Thanks to its importance in AI computing, Nvidia shares have soared over the past year, and its market capitalization is currently around $960 billion, making it one of the most valuable companies in the world (only Apple, Microsoft, Saudi Aramco, Alphabet, and Amazon rank higher).
Business in China in limbo
There is no doubt that AI companies in China are keeping a close eye on the latest silicon technology that Nvidia is bringing to the table. Meanwhile, they may fear another round of US chip bans that threatens to undermine their progress in generative AI, which requires far more power and data than previous generations of AI.
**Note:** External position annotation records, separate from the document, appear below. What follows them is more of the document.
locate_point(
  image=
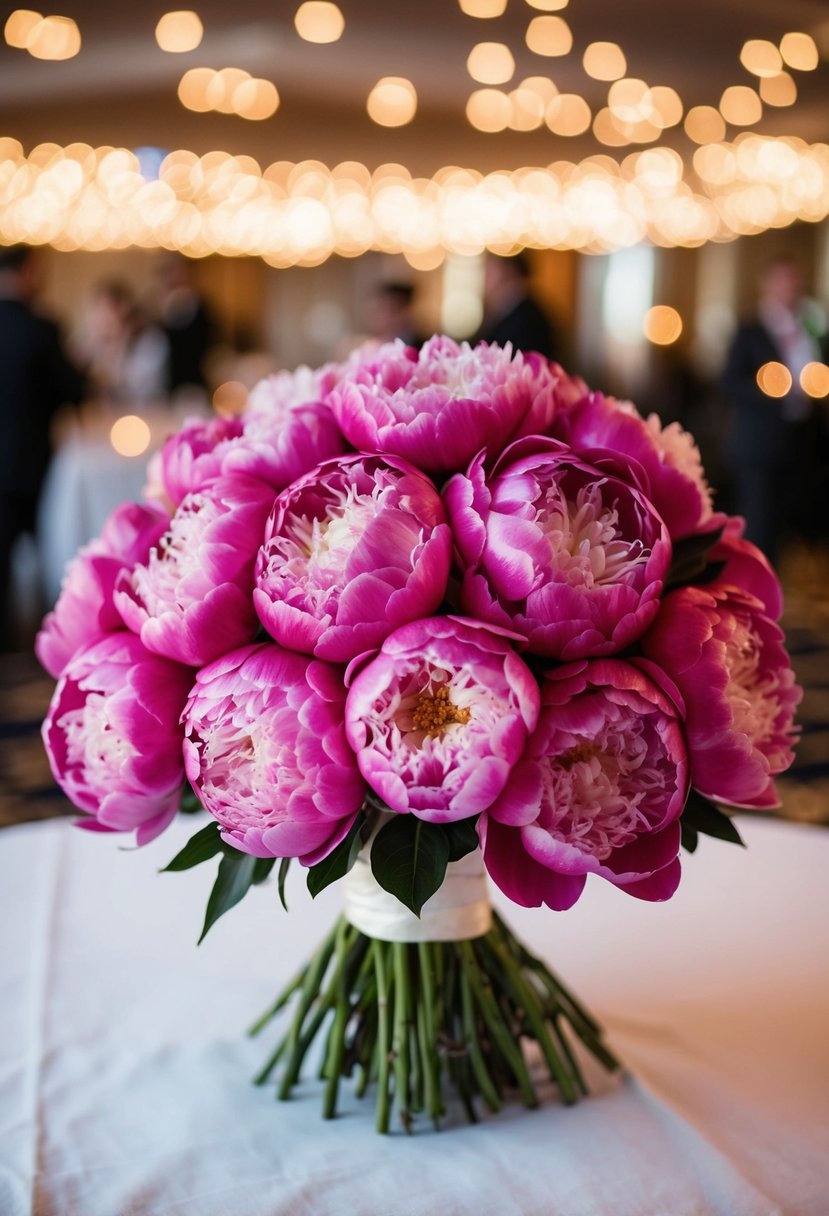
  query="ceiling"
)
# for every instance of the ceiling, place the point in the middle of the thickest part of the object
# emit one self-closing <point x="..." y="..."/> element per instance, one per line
<point x="122" y="89"/>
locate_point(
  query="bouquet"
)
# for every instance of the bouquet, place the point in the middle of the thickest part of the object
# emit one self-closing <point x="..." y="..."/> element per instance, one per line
<point x="412" y="620"/>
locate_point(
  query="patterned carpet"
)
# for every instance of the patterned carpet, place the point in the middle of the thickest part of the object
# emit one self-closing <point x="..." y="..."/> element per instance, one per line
<point x="27" y="791"/>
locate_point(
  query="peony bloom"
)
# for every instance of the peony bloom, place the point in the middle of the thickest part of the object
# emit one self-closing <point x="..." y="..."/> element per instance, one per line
<point x="193" y="457"/>
<point x="192" y="601"/>
<point x="440" y="718"/>
<point x="265" y="749"/>
<point x="599" y="791"/>
<point x="353" y="550"/>
<point x="287" y="428"/>
<point x="567" y="553"/>
<point x="113" y="738"/>
<point x="746" y="567"/>
<point x="727" y="659"/>
<point x="670" y="457"/>
<point x="85" y="609"/>
<point x="439" y="406"/>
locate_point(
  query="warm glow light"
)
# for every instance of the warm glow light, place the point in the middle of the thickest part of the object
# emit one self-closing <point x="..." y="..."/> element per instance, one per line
<point x="704" y="124"/>
<point x="317" y="21"/>
<point x="799" y="51"/>
<point x="568" y="114"/>
<point x="740" y="106"/>
<point x="483" y="7"/>
<point x="392" y="102"/>
<point x="663" y="325"/>
<point x="255" y="99"/>
<point x="54" y="38"/>
<point x="815" y="380"/>
<point x="604" y="61"/>
<point x="130" y="435"/>
<point x="20" y="27"/>
<point x="667" y="105"/>
<point x="489" y="110"/>
<point x="193" y="89"/>
<point x="491" y="63"/>
<point x="230" y="398"/>
<point x="548" y="35"/>
<point x="774" y="380"/>
<point x="178" y="32"/>
<point x="761" y="57"/>
<point x="779" y="90"/>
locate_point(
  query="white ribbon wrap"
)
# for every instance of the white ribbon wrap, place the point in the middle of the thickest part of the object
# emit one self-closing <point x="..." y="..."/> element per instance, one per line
<point x="458" y="910"/>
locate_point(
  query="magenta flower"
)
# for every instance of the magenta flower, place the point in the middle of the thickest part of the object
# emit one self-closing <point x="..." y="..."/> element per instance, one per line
<point x="85" y="609"/>
<point x="287" y="428"/>
<point x="192" y="601"/>
<point x="746" y="567"/>
<point x="675" y="480"/>
<point x="439" y="406"/>
<point x="193" y="457"/>
<point x="567" y="553"/>
<point x="727" y="658"/>
<point x="599" y="791"/>
<point x="265" y="749"/>
<point x="440" y="718"/>
<point x="113" y="738"/>
<point x="353" y="550"/>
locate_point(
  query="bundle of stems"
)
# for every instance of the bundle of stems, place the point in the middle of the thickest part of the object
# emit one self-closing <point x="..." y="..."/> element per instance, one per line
<point x="411" y="1018"/>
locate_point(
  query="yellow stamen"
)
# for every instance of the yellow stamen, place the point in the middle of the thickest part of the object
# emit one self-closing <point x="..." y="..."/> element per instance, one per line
<point x="435" y="711"/>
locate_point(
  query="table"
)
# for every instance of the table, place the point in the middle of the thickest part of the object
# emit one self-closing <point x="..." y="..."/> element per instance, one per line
<point x="124" y="1075"/>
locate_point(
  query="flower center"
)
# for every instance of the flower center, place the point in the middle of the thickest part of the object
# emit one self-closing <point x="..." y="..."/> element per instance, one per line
<point x="585" y="538"/>
<point x="434" y="711"/>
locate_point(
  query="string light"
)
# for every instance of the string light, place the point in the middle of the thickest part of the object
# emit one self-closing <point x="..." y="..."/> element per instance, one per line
<point x="78" y="197"/>
<point x="317" y="21"/>
<point x="178" y="32"/>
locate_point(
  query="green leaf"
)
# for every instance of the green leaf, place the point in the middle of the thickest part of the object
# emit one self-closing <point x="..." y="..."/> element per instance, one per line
<point x="285" y="865"/>
<point x="409" y="859"/>
<point x="462" y="837"/>
<point x="339" y="860"/>
<point x="190" y="803"/>
<point x="263" y="868"/>
<point x="691" y="558"/>
<point x="236" y="874"/>
<point x="202" y="846"/>
<point x="705" y="816"/>
<point x="689" y="837"/>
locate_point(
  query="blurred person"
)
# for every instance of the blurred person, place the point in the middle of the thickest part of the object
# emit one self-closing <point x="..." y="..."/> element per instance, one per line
<point x="187" y="324"/>
<point x="389" y="314"/>
<point x="511" y="313"/>
<point x="772" y="446"/>
<point x="124" y="354"/>
<point x="35" y="380"/>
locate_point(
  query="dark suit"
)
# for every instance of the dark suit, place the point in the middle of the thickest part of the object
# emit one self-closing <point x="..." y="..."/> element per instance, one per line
<point x="35" y="380"/>
<point x="767" y="451"/>
<point x="525" y="325"/>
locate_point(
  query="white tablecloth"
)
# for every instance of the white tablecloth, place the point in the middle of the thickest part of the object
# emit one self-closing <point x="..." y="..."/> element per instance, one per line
<point x="124" y="1075"/>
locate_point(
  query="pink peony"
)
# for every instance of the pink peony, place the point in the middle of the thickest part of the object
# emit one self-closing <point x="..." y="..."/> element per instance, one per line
<point x="440" y="718"/>
<point x="265" y="749"/>
<point x="353" y="550"/>
<point x="113" y="738"/>
<point x="193" y="457"/>
<point x="727" y="659"/>
<point x="192" y="601"/>
<point x="669" y="456"/>
<point x="287" y="428"/>
<point x="599" y="791"/>
<point x="745" y="567"/>
<point x="567" y="553"/>
<point x="439" y="406"/>
<point x="85" y="609"/>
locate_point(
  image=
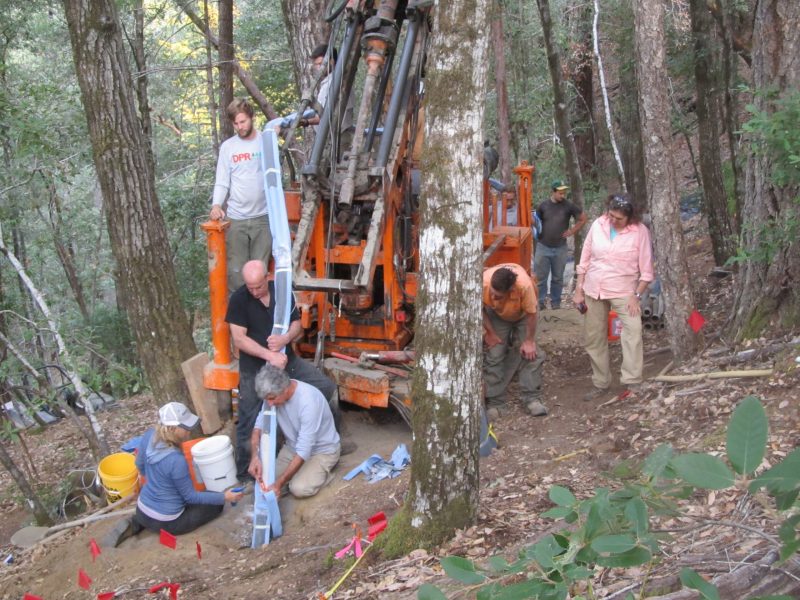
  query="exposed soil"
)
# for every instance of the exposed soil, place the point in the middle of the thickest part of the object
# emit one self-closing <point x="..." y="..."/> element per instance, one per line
<point x="576" y="445"/>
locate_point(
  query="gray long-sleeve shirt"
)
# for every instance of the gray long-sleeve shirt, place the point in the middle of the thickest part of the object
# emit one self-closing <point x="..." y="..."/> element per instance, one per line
<point x="239" y="174"/>
<point x="306" y="422"/>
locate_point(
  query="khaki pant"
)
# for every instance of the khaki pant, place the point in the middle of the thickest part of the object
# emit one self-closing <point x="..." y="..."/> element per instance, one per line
<point x="312" y="476"/>
<point x="596" y="341"/>
<point x="246" y="239"/>
<point x="503" y="361"/>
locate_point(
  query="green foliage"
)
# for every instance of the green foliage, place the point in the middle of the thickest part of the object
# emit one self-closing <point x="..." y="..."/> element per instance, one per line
<point x="612" y="527"/>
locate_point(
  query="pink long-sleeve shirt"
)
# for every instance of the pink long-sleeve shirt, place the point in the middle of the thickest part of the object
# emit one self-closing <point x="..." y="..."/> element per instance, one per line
<point x="613" y="269"/>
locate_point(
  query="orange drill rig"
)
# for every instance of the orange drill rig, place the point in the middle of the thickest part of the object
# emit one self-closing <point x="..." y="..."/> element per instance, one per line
<point x="354" y="213"/>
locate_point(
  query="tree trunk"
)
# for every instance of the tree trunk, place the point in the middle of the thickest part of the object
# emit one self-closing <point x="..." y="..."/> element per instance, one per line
<point x="709" y="117"/>
<point x="226" y="58"/>
<point x="560" y="107"/>
<point x="443" y="493"/>
<point x="65" y="252"/>
<point x="583" y="80"/>
<point x="662" y="191"/>
<point x="140" y="58"/>
<point x="503" y="123"/>
<point x="305" y="29"/>
<point x="211" y="96"/>
<point x="770" y="279"/>
<point x="35" y="505"/>
<point x="146" y="275"/>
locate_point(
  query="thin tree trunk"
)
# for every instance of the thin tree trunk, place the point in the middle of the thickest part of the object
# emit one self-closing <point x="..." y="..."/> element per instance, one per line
<point x="242" y="74"/>
<point x="140" y="58"/>
<point x="604" y="91"/>
<point x="65" y="252"/>
<point x="146" y="274"/>
<point x="226" y="58"/>
<point x="501" y="89"/>
<point x="212" y="99"/>
<point x="707" y="85"/>
<point x="97" y="442"/>
<point x="651" y="72"/>
<point x="443" y="493"/>
<point x="560" y="107"/>
<point x="34" y="504"/>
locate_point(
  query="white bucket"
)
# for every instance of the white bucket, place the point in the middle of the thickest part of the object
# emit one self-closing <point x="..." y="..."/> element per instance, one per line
<point x="214" y="460"/>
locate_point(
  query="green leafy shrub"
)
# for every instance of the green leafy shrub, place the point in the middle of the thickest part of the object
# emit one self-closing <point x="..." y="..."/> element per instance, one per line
<point x="612" y="527"/>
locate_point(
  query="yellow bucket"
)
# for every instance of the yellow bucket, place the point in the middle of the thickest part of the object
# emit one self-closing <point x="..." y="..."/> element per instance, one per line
<point x="119" y="475"/>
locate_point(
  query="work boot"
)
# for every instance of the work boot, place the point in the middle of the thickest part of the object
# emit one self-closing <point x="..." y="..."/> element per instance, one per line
<point x="120" y="532"/>
<point x="595" y="394"/>
<point x="536" y="408"/>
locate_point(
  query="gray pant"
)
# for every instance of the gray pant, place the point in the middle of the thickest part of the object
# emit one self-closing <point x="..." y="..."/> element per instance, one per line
<point x="501" y="362"/>
<point x="246" y="239"/>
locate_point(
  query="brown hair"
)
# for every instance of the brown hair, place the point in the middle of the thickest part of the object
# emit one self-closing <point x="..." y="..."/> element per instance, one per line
<point x="503" y="280"/>
<point x="240" y="105"/>
<point x="168" y="435"/>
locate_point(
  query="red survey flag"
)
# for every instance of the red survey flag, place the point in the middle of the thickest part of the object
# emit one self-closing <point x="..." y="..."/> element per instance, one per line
<point x="173" y="589"/>
<point x="696" y="321"/>
<point x="167" y="539"/>
<point x="94" y="549"/>
<point x="84" y="580"/>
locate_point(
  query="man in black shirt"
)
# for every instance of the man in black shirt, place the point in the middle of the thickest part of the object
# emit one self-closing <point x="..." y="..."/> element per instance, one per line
<point x="551" y="249"/>
<point x="251" y="311"/>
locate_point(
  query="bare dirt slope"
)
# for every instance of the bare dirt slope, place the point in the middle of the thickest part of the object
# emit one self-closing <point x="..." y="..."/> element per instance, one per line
<point x="575" y="445"/>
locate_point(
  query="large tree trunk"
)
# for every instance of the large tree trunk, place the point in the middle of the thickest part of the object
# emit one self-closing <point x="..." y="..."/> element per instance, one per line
<point x="146" y="275"/>
<point x="709" y="117"/>
<point x="226" y="58"/>
<point x="501" y="89"/>
<point x="305" y="29"/>
<point x="560" y="106"/>
<point x="443" y="494"/>
<point x="662" y="191"/>
<point x="770" y="279"/>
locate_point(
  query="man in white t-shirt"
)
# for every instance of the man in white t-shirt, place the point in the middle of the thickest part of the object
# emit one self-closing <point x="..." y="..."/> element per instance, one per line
<point x="240" y="179"/>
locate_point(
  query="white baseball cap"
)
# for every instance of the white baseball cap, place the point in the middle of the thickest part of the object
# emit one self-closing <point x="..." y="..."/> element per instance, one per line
<point x="175" y="414"/>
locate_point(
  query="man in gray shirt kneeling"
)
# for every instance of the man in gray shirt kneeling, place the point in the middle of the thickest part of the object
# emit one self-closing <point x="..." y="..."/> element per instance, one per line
<point x="312" y="446"/>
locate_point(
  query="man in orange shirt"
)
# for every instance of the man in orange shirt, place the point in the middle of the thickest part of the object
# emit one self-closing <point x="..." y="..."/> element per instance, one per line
<point x="509" y="330"/>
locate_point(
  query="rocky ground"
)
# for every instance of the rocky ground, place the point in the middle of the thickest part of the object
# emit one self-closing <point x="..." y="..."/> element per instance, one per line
<point x="578" y="445"/>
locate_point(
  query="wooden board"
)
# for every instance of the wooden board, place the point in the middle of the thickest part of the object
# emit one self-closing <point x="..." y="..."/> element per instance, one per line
<point x="204" y="400"/>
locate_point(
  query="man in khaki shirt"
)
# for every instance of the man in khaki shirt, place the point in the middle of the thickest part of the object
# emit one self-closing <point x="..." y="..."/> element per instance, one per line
<point x="509" y="334"/>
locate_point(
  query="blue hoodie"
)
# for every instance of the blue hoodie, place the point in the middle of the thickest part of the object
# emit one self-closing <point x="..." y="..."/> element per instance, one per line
<point x="169" y="487"/>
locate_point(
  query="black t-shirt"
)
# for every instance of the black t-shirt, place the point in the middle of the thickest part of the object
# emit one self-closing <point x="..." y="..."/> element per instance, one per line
<point x="555" y="218"/>
<point x="249" y="312"/>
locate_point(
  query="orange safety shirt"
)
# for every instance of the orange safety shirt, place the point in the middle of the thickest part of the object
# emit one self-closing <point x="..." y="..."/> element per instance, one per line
<point x="521" y="299"/>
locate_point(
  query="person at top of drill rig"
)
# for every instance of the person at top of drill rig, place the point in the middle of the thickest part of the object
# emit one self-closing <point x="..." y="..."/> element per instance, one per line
<point x="240" y="179"/>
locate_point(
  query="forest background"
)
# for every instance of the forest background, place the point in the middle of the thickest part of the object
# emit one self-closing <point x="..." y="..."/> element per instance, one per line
<point x="54" y="218"/>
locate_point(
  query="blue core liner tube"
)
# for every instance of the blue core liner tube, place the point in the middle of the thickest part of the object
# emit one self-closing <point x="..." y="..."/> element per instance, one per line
<point x="266" y="516"/>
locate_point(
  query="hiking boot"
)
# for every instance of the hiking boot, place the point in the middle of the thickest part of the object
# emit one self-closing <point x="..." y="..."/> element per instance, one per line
<point x="536" y="408"/>
<point x="120" y="532"/>
<point x="595" y="394"/>
<point x="348" y="446"/>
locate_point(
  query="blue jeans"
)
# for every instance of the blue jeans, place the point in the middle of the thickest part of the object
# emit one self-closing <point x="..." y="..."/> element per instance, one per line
<point x="550" y="262"/>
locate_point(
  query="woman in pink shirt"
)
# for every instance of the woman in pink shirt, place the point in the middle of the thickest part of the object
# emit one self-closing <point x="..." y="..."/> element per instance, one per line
<point x="616" y="267"/>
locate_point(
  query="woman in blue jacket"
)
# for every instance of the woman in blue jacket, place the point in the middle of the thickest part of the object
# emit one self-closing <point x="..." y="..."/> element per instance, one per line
<point x="168" y="499"/>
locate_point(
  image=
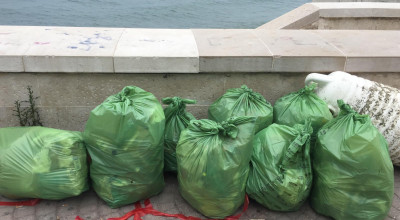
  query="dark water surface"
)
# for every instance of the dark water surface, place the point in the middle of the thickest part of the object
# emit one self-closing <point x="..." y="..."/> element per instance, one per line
<point x="145" y="13"/>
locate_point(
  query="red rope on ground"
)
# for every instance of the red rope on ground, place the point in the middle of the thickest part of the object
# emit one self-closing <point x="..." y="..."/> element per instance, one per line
<point x="139" y="212"/>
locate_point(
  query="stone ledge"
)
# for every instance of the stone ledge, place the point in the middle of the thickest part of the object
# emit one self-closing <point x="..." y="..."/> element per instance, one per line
<point x="118" y="50"/>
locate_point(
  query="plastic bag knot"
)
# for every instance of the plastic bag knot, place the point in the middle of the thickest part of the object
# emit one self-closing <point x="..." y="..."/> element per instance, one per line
<point x="228" y="129"/>
<point x="345" y="108"/>
<point x="310" y="87"/>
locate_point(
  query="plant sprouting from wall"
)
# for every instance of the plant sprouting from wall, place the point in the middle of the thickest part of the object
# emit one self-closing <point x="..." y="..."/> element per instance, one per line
<point x="28" y="115"/>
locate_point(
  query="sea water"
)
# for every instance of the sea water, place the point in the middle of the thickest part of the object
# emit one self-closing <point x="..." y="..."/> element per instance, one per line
<point x="145" y="13"/>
Last year, the US government banned Nvidia from selling A100 and H100 GPUs to China. Both chips are used to train large language models such as OpenAI’s GPT-4. The H100, its latest generation chipset based on Nvidia Hopper GPU computing architecture with integrated Transformer Engine, is seeing particularly strong demand. compared to the A100H100 is capable of delivering 9x faster AI training and up to 30x faster AI inference on LLMs.
China is clearly too big a market to miss. The chip export ban would cost Nvidia an estimated $400 million in potential sales in the third quarter of last year alone. So Nvidia resorted to selling China a slower chip that met US export control rules. But in the long term, China will likely look for more powerful alternatives, and the ban serves as a poignant reminder for China to achieve self-reliance in key technology sectors.
As Huang said recently in interview With the Financial Times: “If [China] They can’t buy from … the US, they’ll build it themselves. So the United States must be careful. China is a very important market for the tech industry.”